“Who was that man you brought over to help fight the fire, Mrs. Smith?”

“Oh, that traveller from Brown & Smedley’s place? I don’t know his name, but I understood him to say that he was leaving them next day. Nice fellow, wasn’t he? I liked the way he took hold and did things; there was no nonsense about him,” replied Mrs. Smith; then, having wedged the last child in so that it could not possibly fall out, she clambered up to the driving seat and started with her load, leaving Bertha standing looking after the wagon.

“Whatever can I do?” she muttered. “How I wish that I had never seen those horrible stones!”

CHAPTER XV
Temptation

The rush of harvest work was over. The threshing machines had gone, and all the men were busy on some other farmer’s holding. Even Tom was away most days helping his neighbours, as they had helped him. When all the corn in that neighbourhood was threshed out, then would begin the task of carrying it to Rownton for storage in the grain elevator there, until the cars could distribute it to the markets of the world.

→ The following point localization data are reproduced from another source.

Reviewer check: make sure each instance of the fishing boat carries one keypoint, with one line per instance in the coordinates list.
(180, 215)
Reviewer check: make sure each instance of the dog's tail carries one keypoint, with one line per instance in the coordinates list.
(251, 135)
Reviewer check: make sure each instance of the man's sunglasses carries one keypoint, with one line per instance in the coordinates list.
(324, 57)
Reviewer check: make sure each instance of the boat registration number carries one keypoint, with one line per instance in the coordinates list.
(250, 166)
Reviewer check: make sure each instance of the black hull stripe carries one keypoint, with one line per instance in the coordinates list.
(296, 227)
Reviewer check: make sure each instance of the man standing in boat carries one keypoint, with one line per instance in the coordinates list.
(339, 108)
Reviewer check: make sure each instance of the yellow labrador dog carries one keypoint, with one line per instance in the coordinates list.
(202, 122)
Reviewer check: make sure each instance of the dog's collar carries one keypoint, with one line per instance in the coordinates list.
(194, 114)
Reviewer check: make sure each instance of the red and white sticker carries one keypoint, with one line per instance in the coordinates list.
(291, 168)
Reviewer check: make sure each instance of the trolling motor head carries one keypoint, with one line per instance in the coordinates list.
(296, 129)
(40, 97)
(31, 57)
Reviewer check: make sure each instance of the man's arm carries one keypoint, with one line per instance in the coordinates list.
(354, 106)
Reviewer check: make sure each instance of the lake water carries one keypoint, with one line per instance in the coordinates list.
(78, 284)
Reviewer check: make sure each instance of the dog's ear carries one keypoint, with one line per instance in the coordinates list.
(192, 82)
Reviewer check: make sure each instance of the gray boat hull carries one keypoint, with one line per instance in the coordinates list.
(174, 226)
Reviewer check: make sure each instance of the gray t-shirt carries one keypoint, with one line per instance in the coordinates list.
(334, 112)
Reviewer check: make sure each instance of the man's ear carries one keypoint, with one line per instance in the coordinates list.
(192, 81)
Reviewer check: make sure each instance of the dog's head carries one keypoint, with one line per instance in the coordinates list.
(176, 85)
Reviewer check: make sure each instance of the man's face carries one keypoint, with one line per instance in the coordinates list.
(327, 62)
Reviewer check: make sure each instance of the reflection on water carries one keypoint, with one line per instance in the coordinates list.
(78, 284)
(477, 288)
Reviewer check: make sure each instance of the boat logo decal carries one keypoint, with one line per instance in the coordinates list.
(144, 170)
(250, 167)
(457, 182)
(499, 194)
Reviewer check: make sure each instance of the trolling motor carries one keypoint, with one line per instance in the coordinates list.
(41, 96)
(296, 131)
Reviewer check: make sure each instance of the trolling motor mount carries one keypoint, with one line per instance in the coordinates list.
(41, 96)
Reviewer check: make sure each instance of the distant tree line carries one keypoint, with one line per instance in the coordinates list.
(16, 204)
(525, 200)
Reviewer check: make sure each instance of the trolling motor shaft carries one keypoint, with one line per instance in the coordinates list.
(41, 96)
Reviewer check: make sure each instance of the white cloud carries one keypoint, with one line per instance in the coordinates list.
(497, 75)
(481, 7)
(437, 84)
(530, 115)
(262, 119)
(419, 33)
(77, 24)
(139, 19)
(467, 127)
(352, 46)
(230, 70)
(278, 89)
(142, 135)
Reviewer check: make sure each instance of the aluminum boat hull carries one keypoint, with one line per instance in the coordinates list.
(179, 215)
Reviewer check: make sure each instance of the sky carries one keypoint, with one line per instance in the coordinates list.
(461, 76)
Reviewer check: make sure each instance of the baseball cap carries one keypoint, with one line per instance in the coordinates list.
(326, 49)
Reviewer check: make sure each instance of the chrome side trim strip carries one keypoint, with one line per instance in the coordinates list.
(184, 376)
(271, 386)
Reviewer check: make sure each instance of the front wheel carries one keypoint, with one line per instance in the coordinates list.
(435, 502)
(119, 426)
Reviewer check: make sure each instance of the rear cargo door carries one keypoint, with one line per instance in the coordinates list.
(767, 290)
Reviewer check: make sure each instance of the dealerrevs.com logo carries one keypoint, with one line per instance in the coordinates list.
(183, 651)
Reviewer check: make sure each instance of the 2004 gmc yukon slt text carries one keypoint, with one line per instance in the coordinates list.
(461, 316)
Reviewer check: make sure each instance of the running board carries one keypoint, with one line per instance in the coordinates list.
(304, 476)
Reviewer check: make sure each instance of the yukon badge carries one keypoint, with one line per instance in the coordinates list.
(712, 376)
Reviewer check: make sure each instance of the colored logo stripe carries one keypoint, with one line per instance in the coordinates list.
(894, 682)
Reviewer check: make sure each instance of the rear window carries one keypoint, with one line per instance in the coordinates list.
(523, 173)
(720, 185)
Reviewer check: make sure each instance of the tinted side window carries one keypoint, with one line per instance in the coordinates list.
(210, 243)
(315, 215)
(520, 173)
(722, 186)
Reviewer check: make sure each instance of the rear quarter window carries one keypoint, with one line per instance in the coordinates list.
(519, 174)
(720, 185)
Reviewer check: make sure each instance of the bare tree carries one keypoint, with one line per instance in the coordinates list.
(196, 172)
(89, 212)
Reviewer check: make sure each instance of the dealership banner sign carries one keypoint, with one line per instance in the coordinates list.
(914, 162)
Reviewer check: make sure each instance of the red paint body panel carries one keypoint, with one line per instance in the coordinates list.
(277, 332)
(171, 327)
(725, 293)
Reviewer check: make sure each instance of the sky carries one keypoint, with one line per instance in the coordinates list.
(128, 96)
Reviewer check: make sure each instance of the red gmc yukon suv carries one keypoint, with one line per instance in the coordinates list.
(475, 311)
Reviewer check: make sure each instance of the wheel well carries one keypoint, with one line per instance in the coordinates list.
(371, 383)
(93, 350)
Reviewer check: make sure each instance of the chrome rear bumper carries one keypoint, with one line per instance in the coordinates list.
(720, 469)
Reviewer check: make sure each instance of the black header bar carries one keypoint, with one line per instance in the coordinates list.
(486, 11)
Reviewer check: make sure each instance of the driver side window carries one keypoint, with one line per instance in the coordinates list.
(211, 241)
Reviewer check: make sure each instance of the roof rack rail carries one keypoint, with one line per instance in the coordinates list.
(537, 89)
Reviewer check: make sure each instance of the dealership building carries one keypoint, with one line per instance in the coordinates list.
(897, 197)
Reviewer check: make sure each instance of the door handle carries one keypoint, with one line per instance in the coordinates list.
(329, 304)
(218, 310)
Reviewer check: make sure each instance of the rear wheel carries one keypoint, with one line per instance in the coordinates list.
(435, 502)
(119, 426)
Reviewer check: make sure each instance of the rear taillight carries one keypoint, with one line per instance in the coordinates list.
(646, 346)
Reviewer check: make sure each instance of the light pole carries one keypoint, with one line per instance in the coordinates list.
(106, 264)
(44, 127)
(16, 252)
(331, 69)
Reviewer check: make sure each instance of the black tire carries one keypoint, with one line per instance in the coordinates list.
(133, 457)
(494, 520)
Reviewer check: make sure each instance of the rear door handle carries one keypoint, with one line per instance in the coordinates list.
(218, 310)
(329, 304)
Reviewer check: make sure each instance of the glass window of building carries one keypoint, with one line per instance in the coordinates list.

At first Bertha was so thankful for the cessation from driving toil and release from the constant preparation of meals, that she just sat still and enjoyed the quiet. Then, alas! it began to pall, and she would have given a great deal just for the privilege of driving off in the mornings to help some sorely pressed housewife, as Eunice had come to help her. But this was not possible, because someone must be at home to take care of poor helpless Grace, and all that Bertha could do in the way of returning or passing on the kindness which had been shown to her was to send for the Smith babies from Blow End, and keep them for the whole four days that the engines were at the Smiths’ place, which was a very real help indeed; for little children not old enough to know where danger lies are apt to be a considerable care at threshing times, when no one has a moment to spare for keeping them out of danger.

Even the babies had gone home now, and there were only their own five small people to look after, and with no machinery about to excite their curiosity, they required so little taking care of, that Bertha had no worries on their account. She sat out on the veranda every day when her housework was done, professedly sewing, but half the time with her hands at rest, whilst her hungry gaze roamed the wide stretches of dun-coloured stubble in search of something, anything, which would break the monotony of those level sweeps of land, reaching on every side to the horizon, from which the wheat had been harvested.

“Oh, what would it be to see a grove of trees, a hill, and a waterfall!” she murmured, with such a wave of homesickness for the dear old life at Mestlebury, that her eyes grew blurred with tears, and she had to sit winking her eyes very hard to keep them from falling. Grace could see through the open door to the place where Bertha was sitting, and it would have been cruel exceedingly to let the poor thing even guess the riot of misery which was going on in the heart of Bertha at that moment. Suddenly she stood up and shaded her eyes with her hands, flicking away the tears with her fingers as she did so.

“What can you see?” enquired Grace from her couch.

“There is a man riding along the trail from Pentland Broads. I wonder who he can be?” Bertha answered.